The man is a grain inspector.  Note the small empty bags tucked in his belt.  The tool he is holding is a cylindrical grain probe.  Several feet long. the tool consists of two nested tubes with several matching oblong openings the length of the tube.  The far end has a cone shaped cap threaded to the outer tube. The end in the man's hand has a brass handle attached to the inner tube.  The probe is shoved into the grain with the inner tube's oblong holes rotated so they don't match the outer holes.  Once fully inserted in the grain, the inspector turns the inner tube so the holes align.  Grain fills the tube, taken from different levels simultaneously.  The inner tube is rotated, closing the oblong holes.  After the inspector pulls the probe out of the grain, I presume he steps down to firmer footing, unscrews the cap and tilts the tube's contents into an empty sample bag.  The sealed sample bag is then sent to a Federally licensed grain inspection company.  The carload is then sold on the market as origin grade, destination weight.

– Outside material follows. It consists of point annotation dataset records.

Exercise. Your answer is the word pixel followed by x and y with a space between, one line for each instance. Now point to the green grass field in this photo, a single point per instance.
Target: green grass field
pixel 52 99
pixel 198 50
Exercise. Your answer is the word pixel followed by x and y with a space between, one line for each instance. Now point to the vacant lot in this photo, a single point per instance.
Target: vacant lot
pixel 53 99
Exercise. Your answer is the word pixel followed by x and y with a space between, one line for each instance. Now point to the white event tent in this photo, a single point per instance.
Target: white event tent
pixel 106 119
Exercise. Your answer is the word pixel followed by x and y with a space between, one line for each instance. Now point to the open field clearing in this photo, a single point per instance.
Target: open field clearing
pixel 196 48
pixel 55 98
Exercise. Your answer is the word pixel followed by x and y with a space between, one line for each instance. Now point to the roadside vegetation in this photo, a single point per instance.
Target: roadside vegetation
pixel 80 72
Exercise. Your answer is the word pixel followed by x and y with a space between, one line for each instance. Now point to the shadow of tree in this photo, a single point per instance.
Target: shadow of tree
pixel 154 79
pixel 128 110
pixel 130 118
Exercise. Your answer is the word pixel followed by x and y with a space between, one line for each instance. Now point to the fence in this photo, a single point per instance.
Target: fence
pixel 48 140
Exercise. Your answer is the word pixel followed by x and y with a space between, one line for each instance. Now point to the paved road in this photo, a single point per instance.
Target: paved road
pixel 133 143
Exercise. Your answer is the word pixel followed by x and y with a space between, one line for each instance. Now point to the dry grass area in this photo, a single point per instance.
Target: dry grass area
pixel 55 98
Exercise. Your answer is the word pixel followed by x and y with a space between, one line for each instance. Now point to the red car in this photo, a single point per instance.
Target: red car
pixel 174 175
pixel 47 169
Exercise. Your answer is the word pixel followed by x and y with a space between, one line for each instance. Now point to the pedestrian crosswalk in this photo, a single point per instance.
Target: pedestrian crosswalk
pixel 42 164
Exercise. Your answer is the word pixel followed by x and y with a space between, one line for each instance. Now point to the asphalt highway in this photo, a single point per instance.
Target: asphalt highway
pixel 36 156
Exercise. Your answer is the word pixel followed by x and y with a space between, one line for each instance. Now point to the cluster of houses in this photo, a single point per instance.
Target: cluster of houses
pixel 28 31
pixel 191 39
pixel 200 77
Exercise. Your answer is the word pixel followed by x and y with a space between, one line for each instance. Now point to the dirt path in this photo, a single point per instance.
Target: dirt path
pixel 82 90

Elevators sampled the grain as it was being loaded. An employee with an empty coffee can would pass it quickly several times through the stream of grain being aimed into the boxcar with a flexible metal spout.  The procedure was to aim the spout toward the end of the boxcar and then shift the spout to the other end to approximately equalize the load over each truck.  That remains a concern today with covered hoppers.  I have cautioned elevator employees to load evenly particularly with wheat, relatively dense at 60#/bu.         

Railroads offer an advantage to the market, both buyer and seller know the inspected grade.  Trucking is faster, but grain is sold on the basis of destination grade and weight.  Elevator managers have stories of a "good" truckload leaving the elevator and failing inspection at the delivery end.  It was relatively easy for a driver to stop at a "cousin's place", dump the load and reload with trash grain.       


Dennis Storzek
 

On Sun, Aug 15, 2021 at 05:30 PM, Douglas Harding wrote:

Osha did not exist at the time of the photo. If fact it did not exist during the time period of this group.

Right you are, Doug. We tend to forget how little concern there was for employee welfare sixty years ago.

However, I have seen photos of short ladders with hooks on one end that hooked over the top grain door and let the guy at least climb down to within jumping distance of the ground. Keep in mind that grain doors were nailed to the INSIDE of the door posts. The first side was easy, but the top panels on the second side weren't. Since the grain door panels were only 16 or 20 inches wide, use of the ladder allowed the reaching over the top to nail them on.

Dennis Storzek


Douglas Harding
 

Dennis here is an early photo of a boxcar being loaded with grain, clearly showing a ladder leaning against the grain door for checking the load. I know I’ve seen a photo of the type of ladder you described, just can’t locate it.

 

Doug Harding

www.iowacentralrr.org

 

From: main@RealSTMFC.groups.io <main@RealSTMFC.groups.io> On Behalf Of Dennis Storzek
Sent: Monday, August 16, 2021 4:15 PM
To: main@RealSTMFC.groups.io
Subject: Re: [RealSTMFC] Photo: Leveling The Grain:

 

On Sun, Aug 15, 2021 at 05:30 PM, Douglas Harding wrote:

Osha did not exist at the time of the photo. If fact it did not exist during the time period of this group.

Right you are, Doug. We tend to forget how little concern there was for employee welfare sixty years ago.

However, I have seen photos of short ladders with hooks on one end that hooked over the top grain door and let the guy at least climb down to within jumping distance of the ground. Keep in mind that grain doors were nailed to the INSIDE of the door posts. The first side was easy, but the top panels on the second side weren't. Since the grain door panels were only 16 or 20 inches wide, use of the ladder allowed the reaching over the top to nail them on.